Masco Corporation (MAS) is a $7.9 billion maker of building materials and home improvement materials. It has a current yield of 1.7% and is 7.12% below its 52-week high.

  • MAS tested the daily starc- band last week with its low at $21.25, line f.
  • A high close doji buy signal was triggered Wednesday as it closed at $22.04, which was above Tuesday's doji high at $21.90 as well as the quarterly pivot at $22.02.
  • A close above $22.32 should be enough to signal a completion of the recent flag formation.
  • This would give targets in the $23.50-$23.70 area and July's monthly pivot resistance is currently at $25.72.
  • The relative performance broke its downtrend, line g, suggesting that it was in the process of becoming market leader.
  • The RS line is very close to moving back above its WMA.
  • The daily OBV broke through its long-term resistance, line h, in May.
  • The daily OBV is still below its WMA while the weekly looks ready to close above its WMA this week.
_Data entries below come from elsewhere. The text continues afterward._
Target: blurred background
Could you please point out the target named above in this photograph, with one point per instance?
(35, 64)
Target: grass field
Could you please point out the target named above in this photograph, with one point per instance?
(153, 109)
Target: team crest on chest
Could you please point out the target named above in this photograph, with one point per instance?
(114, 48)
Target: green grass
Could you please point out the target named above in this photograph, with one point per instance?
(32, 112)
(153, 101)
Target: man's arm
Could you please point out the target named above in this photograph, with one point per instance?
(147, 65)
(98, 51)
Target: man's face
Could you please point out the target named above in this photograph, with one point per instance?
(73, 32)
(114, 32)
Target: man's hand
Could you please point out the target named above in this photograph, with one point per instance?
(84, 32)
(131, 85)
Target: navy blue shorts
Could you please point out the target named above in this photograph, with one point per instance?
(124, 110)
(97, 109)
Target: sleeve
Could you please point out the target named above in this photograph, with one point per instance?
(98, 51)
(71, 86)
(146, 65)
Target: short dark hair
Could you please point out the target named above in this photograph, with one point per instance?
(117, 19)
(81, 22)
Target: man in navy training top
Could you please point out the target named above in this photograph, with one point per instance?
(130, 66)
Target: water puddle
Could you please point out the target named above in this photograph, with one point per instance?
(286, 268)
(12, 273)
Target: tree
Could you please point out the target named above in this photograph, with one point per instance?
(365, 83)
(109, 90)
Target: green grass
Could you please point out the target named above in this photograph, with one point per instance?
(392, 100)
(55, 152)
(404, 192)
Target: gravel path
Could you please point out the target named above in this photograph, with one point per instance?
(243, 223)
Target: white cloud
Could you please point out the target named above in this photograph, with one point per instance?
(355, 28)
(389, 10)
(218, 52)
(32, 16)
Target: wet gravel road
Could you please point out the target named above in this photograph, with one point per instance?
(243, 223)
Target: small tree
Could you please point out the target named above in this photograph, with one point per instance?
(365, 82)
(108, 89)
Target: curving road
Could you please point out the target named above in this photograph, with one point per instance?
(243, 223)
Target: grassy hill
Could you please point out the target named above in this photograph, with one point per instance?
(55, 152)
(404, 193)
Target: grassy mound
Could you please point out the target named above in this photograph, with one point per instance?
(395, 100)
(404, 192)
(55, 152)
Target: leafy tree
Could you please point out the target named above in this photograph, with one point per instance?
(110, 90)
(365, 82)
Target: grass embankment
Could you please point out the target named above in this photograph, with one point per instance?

What it Means: Even though the major averages have continued to make a series of new highs, Lipper reported last week a net outflow of $1.184 billion from domestic equity funds.

The very weak GDP data likely gives the individual investor another reason not to buy stocks.

The portfolio managers also seem to be underinvested and they may need to load up their portfolios before the end of the month.

In my review of the Charts in Play portfolio, I noted that it is important that you decide which of your investments are core positions and are not. This will allow you to apply the best risk management strategy.

The iShares Transportation Average (IYT) is still one of the best performing ETFs, so far, in 2014.

How to Profit: For Masco Corp. (MAS), go 50% long at $21.93 and 50% long at $21.75 with a stop at $20.94 (risk of approx. 4.1%).

Portfolio Update: Should be 100% long the iShares Transportation Average (IYT) at an average price of $130.47 with a stop at $137.67.